Adicionalmente, los investigadores evaluaron la capacidad predictiva del puntaje poligénico —que suma el efecto combinado de múltiples variantes genéticas— sobre la edad de inicio de la marcha. Este puntaje fue capaz de explicar entre el 3% y el 5.6% de la variabilidad en muestras independientes, y los análisis dentro de pares de hermanos demostraron que esta asociación refleja efectos genéticos directos, descartando grandes sesgos debidos a influencias ambientales pasivas o estructurales como la endogamia o la correlación gen-ambiente. Para profundizar aún más en el aspecto neurobiológico, se examinó la relación entre el puntaje poligénico relacionado con la edad de inicio al caminar y las medidas cerebrales de neonatos, usando imágenes de resonancia magnética. Se encontró que un puntaje poligénico mayor —que predice una edad más tardía para comenzar a caminar— está asociado con un mayor volumen en regiones del cerebro implicadas en el control motor, tales como los ganglios basales, tálamos, cerebelo, pons y medula.
Asimismo, también se relacionó positivamente con un índice más alto de plegamiento cortical en ambos hemisferios cerebrales. Estos resultados apoyan la hipótesis de que el desarrollo estructural cerebral prenatal y neonatal influye en la habilidad motora inicial. Los hallazgos plantean también preguntas fascinantes sobre la evolución y adaptación del desarrollo motor. La variabilidad en la edad de inicio al caminar podría reflejar estrategias adaptativas donde un mayor tiempo de maduración cerebral —y por ende de especialización funcional— es compatible con beneficios en otras áreas como el desarrollo cognitivo o conductual. Esta idea podría explicar la amplia variación observada en la población y la coexistencia de múltiples trayectorias de desarrollo consideradas normales.
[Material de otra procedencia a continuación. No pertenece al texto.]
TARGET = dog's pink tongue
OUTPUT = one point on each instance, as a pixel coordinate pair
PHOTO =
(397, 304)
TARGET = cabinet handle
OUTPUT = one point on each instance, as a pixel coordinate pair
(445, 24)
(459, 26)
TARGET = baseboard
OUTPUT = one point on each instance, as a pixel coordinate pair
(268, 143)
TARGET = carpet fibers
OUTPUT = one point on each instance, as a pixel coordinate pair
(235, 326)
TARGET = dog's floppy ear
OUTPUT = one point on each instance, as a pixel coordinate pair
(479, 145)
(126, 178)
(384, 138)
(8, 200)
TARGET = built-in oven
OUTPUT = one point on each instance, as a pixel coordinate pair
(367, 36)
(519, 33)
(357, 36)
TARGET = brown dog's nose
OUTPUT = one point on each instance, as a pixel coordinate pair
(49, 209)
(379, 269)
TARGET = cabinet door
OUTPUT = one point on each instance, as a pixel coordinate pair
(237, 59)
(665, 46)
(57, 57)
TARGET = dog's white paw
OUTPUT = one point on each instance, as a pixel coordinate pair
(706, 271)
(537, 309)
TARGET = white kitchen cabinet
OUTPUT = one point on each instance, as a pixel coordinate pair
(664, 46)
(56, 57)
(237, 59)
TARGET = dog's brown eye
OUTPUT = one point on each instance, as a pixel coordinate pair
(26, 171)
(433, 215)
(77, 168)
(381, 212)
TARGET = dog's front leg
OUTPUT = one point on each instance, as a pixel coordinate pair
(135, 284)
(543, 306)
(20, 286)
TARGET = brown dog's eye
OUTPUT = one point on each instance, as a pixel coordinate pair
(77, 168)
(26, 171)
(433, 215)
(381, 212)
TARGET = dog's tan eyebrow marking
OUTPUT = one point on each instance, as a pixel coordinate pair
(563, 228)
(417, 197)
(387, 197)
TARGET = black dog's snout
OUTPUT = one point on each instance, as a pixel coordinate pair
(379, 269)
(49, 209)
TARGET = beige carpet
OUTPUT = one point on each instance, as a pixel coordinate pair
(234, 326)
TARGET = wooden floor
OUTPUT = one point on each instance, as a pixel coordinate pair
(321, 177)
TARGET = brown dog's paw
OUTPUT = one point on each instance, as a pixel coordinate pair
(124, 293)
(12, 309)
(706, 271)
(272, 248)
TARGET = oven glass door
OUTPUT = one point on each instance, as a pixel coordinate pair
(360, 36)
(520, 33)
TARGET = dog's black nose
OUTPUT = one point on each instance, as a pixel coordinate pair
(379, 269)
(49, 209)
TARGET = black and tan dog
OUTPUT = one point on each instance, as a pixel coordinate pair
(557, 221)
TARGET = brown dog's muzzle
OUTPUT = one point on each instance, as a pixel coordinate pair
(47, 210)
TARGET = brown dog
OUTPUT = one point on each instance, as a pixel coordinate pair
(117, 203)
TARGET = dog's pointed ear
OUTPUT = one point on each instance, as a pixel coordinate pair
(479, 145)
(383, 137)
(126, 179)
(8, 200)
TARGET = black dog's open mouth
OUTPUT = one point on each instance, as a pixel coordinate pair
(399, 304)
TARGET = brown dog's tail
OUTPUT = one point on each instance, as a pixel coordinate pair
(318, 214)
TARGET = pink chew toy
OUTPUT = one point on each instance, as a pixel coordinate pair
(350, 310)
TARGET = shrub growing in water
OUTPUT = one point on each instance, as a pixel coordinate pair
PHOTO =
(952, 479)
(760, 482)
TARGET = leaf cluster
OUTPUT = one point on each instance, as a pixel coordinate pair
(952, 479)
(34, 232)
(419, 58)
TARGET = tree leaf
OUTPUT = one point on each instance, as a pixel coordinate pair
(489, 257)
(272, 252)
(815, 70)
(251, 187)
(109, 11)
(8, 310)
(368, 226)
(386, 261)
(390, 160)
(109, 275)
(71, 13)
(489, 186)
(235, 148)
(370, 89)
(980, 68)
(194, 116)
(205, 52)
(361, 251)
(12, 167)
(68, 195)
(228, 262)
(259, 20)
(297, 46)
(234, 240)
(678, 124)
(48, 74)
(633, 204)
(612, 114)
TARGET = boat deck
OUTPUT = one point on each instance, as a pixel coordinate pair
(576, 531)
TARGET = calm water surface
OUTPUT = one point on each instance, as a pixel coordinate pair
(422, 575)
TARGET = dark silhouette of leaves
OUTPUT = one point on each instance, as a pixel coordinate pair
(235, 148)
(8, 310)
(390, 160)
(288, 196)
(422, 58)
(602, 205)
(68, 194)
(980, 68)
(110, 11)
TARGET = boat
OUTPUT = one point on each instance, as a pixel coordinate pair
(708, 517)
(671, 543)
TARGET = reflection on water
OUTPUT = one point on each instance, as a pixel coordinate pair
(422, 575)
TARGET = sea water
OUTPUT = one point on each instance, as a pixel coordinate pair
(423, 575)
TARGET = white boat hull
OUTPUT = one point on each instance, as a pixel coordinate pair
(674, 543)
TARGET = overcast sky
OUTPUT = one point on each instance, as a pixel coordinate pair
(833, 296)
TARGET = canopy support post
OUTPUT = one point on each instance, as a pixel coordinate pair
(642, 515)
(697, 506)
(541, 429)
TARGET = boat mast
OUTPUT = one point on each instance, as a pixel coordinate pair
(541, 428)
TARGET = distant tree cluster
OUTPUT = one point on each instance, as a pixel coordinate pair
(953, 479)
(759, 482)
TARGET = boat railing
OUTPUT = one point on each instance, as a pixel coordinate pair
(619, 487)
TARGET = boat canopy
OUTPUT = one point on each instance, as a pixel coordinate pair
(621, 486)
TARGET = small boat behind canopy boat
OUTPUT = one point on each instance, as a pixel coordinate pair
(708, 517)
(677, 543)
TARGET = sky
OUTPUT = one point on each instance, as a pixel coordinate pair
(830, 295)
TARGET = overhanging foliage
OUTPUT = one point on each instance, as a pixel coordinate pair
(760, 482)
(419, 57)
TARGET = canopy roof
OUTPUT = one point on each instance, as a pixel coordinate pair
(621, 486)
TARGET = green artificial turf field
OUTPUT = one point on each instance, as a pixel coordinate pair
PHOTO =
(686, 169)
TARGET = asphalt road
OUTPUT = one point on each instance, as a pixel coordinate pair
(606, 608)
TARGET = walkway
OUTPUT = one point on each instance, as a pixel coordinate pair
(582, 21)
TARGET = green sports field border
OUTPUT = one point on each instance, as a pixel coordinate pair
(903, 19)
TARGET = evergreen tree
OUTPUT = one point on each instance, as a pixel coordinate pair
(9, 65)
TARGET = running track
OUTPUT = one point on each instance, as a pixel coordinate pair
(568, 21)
El uso actual de la edad para comenzar a caminar como un marcador clínico para la detección temprana de trastornos del desarrollo es una práctica extendida en muchas guías nacionales. Sin embargo, el conocimiento generado con datos genéticos brinda una nueva perspectiva que podría mejorar la precisión de estos métodos, minimizando falsos positivos y permitiendo la identificación más temprana de aquellos niños que realmente se beneficiarían de intervenciones específicas. Cabe destacar que a pesar de la fuerza del estudio, algunas limitaciones son reconocidas. La participación en los distintos cohortes puede contener sesgos de selección y las estimaciones no fueron extrapolables a poblaciones fuera de ascendencia europea, requiriendo futuras investigaciones multiculturales que incluyan poblaciones diversas para validar y ampliar estos hallazgos. Finalmente, esta investigación abre la puerta a futuros estudios que incorporen la combinación de información genética con datos clínicos, ambientales y de desarrollo temprano para construir modelos predictivos más robustos.
Esto permitirá a clínicos y profesionales de la salud diseñar intervenciones personalizadas y mejorar el seguimiento del desarrollo infantil. En conclusión, la edad en la que un niño comienza a caminar no solo es un reflejo del desarrollo motor observable, sino que también está profundamente influenciada por una compleja red de factores genéticos. Estos hallazgos ofrecen una innovadora ventana para entender mejor el desarrollo neurológico precoz y su vínculo con la salud y funcionamiento cognitivo a lo largo de la vida.